10 réflexions au sujet de « On n’a pas fini de se moquer des pauvres »

  1. Tout n’est pas permis : mais qui refuse le permis ? Pas les réseaux dits sociaux en tout cas…Mais double peine alors (de droite, et pauvre) (ou l’inverse) ? comme si en étant à gauche on n’en était pas moins pauvre… La gauche tape sur la droite (et lycée de versailles), le premier ministre défend (sur la 2) son budget écologique en diable. Quoi de neuf ? Rien : les incendies de forêt en Californie, la fonte de la banquise, la disparition des espèces… Dormez en paix, bonnes gens (bonne nouvelle cependant : le kérosène utilisé par le jet privé de Ghosn n’est pas taxé)

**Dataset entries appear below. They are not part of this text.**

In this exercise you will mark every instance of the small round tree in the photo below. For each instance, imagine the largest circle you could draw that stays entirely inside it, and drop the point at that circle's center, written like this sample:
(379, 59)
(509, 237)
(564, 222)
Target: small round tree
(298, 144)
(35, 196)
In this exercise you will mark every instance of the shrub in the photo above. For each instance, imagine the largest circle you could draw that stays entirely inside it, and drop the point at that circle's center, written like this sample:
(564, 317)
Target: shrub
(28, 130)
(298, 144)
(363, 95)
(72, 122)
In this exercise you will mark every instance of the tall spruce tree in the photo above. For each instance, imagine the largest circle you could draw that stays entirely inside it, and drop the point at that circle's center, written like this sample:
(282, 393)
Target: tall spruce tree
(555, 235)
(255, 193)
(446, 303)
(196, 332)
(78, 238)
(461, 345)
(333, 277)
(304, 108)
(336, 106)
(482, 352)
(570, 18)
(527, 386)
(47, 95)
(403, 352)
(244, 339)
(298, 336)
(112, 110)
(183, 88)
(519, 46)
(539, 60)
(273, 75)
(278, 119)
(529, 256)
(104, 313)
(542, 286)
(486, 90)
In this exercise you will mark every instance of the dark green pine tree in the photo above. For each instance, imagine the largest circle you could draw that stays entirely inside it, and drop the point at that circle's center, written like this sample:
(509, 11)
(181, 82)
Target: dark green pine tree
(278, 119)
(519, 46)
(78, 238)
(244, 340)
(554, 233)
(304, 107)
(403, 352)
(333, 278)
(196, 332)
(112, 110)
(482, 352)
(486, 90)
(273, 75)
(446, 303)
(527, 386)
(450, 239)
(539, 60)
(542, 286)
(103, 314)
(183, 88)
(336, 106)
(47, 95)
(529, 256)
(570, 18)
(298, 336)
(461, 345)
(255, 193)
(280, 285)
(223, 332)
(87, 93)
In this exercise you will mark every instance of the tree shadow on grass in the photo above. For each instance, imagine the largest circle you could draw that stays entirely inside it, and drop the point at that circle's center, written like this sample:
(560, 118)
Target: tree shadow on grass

  2. Il existe un postulat bien connu: un pauvre fait preuve d’intelligence quand il est à gauche, puisqu’il s’allie à ceux qui disent vouloir améliorer son sort. Un pauvre de droite, en revanche, est un con, puisqu’il se met sous la coupe de ses oppresseurs…

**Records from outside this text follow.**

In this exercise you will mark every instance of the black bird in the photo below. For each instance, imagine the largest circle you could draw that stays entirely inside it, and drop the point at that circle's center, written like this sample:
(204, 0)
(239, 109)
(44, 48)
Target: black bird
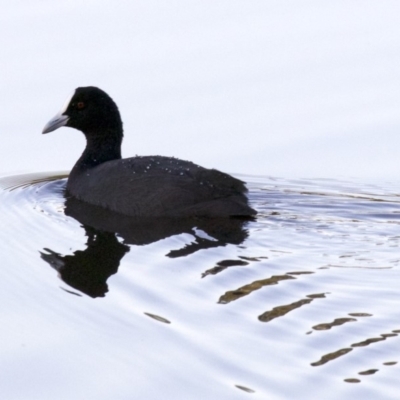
(150, 186)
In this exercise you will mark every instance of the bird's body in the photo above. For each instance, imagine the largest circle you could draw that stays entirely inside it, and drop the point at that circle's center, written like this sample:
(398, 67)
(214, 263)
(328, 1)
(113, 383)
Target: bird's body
(140, 186)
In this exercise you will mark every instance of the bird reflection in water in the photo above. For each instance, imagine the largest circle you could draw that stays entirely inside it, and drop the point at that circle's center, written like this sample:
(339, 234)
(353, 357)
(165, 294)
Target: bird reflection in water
(88, 270)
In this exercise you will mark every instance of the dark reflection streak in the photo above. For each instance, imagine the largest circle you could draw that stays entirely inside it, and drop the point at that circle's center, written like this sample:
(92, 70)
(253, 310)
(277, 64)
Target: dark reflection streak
(223, 265)
(280, 311)
(336, 322)
(332, 356)
(233, 295)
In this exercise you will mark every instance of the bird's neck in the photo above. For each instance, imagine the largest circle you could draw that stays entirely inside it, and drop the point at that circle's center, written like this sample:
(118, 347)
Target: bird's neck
(100, 147)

    A noter que la lecture essentialisante du mouvement en dit plus sur les préjugés de ceux qui s’y livrent que sur les gilets jaunes eux-mêmes. Pour une approche de terrain un peu moins biaisée que celle des journaux parisiens, voir par exemple: https://www.pansonslibre.fr/2018/11/18/gilets-jaunes-republique-qui-en-porte-que-le-nom/

  3. Les dessins de Gorce ne sont pas des constats ou des analyses poussées [le format ne le permet pas], mais des interrogations utiles et nécessaires. Il a lancé un pavé dans la marre et la marre lui a répondu avec mille fois plus de violence. Les commentaires des « gilets jaunes » au dessin de Gorce (sur Twitter) sont choquants et… inquiétants. Il y a une colère énorme qui frappe de manière aveugle.

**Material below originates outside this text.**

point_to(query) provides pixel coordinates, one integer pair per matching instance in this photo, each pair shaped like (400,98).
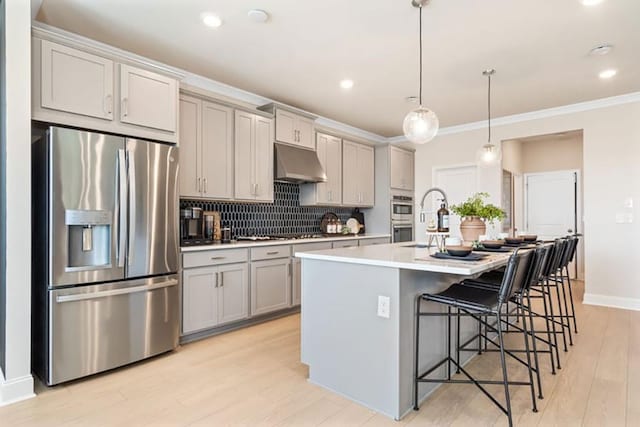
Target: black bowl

  4. @Vincent: Comme tous les caricaturistes de presse, Gorce propose des éditoriaux visuels, jugements synthétiques et frappants de l’actualité, souvent efficaces et drôles. La réception houleuse et contradictoire qu’a suscité son dessin (on trouve aussi des approbations et des félicitations tout aussi bruyantes) montre que celui-ci touche un point sensible. Le traitement médiatique du mouvement des gilets jaunes n’a pas fini de susciter la discussion, loin de là…

  5. Perso, je suis surpris de ta lecture au premier degré de cette image. Pour moi, c’est une dénonciation de la morgue des élites, bien dans la lignée du dessinateur… Et si le Monde l’a refusé, c’est peut-être qu’il y voyait un miroir.

  6. Andre Gunthert: Merci!

    On assiste quand meme a une resurgence de la caricature d’extreme-droite, qui fait ricaner les riches et les puissants en tapant sur les pauvres et les faibles. Xavier Gorce n’est malheureusement pas une exception.

    Notons qu’un journal comme Reporterre a non seulement plus de finesse morale que Xavier Gorce, mais beaucoup plus d’intelligence aussi:

    https://reporterre.net/Quand-les-gilets-jaunes-manifestent-a-velo
    https://reporterre.net/Taxe-carbone-et-gilets-jaunes-le-dossier-pour-comprendre-la-revolte

    Mais creer des lignes de front controlables permet de dissimuler les vraies, celles qui comptent!

  7. @Vincent : la mare en a marre, le poids des mots, le choc des images et la colère aveugle
    lapsus particulièrement approprié : les gilets jaunes, c’est bien + une histoire de ras-le-bol que de diesel ni de développement durable

    @réponse @André : j’aimerais penser aussi que c’est la discussion qui est suscitée, mais ça n’y ressemble guère et l’émotion incontrôlée domine
    Mais l’approche douce-amère-acide de Gorce ne peut que faire réagir (et n’a pas vocation à remplacer enquêtes ni discussions, bien au contraire)

  8. Les récents tweets de Xavier Gorce, sans dessin, me démontrent que ses dessins n’ont pas de second degré et que son discours est, malheureusement, très très réducteur et même extrémistes. Et donc, je comprends les réserves.